With coronavirus raging around the world, this year's International Holocaust Remembrance Day commemorations were taking place largely online.
The Auschwitz-Birkenau Museum, which stands on the grounds of the former Nazi death camp in Poland, was this year focusing its annual memorial on the fate of the children who passed through that infamous gate branded with the words "Abreit Macht Frei" (work sets you free).
Speakers at the memorial included Polish President Andrzej Duda, Deputy Israeli Ambassador to Poland Tal Ben-Ari Yaalon and Russian Ambassador to Poland Sergey Andreyev.
The international day of remembrance, January 27, was chosen as it is the anniversary of the liberation of the death camp by the Red Army in 1945.
More than 1.1 million people perished in the camp between 1940 and 1945. Almost all of them were Jewish prisoners, but another 100,000 non-Jewish inmates, including Polish nationals, Roma and Soviet prisoners of war, were murdered there too.
Other institutions around the world, including Yad Vashem in Israel and the United States Holocaust Memorial Museum in Washington D.C., also had online events planned.
The presidents of Israel, Germany and Poland were among those delivering remarks of remembrance and warning.
In all, some 6 million European Jews and millions of other people were killed by Nazi Germany and their collaborators.
In 2005, the United Nations designated Jan. 27 as International Holocaust Remembrance Day, an acknowledgment of Auschwitz’s iconic status.
Israel, which today counts 197,000 Holocaust survivors, officially marks its Holocaust remembrance day in the spring.
But events were also being held Wednesday by survivors’ organizations and remembrance groups across the country, many of them held virtually or without members of the public in attendance.
Auschwitz Museum has been closed to visitors for 161 days due to the pandemic.

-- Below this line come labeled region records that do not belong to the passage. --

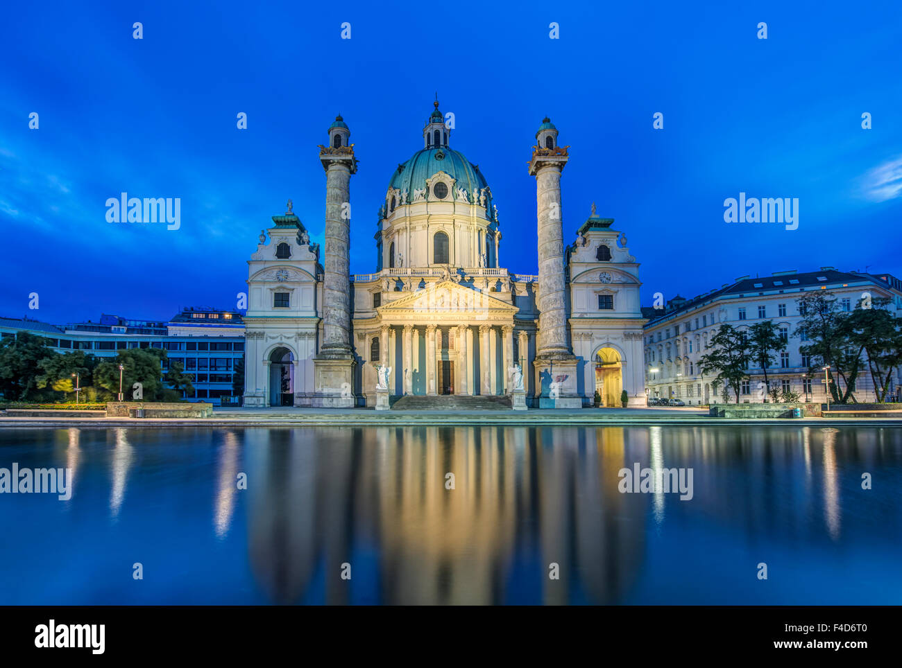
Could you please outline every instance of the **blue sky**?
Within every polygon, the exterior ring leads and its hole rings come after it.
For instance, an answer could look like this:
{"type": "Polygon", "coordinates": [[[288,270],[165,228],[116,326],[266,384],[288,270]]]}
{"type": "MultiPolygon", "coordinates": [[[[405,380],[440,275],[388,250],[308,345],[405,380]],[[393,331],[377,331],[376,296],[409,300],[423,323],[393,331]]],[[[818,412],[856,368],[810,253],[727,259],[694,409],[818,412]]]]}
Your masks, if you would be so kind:
{"type": "Polygon", "coordinates": [[[456,116],[452,147],[492,186],[512,271],[537,271],[527,162],[548,114],[571,147],[565,241],[595,202],[642,263],[643,303],[786,269],[898,275],[902,5],[686,5],[6,6],[0,315],[233,308],[261,228],[290,197],[322,243],[317,145],[339,112],[360,160],[351,271],[374,270],[376,212],[422,148],[436,91],[456,116]],[[107,223],[105,202],[122,191],[180,197],[180,229],[107,223]],[[798,229],[725,223],[723,200],[740,192],[798,198],[798,229]]]}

In 2019 it was visited by around 2.3 million people.
In 2020 that number dropped to around 502,000. The museum's director, Piotr Cywinski, acknowledged virtual events and education programs were not as effective in passing on the lessons of the Holocaust and World War Two."
Nothing will replace witnessing the place in its authentic state, because this isn't just about seeing and listening. This is about looking around, in your own steps, touching, experiencing different perspectives, understanding," Cywinski told Reuters.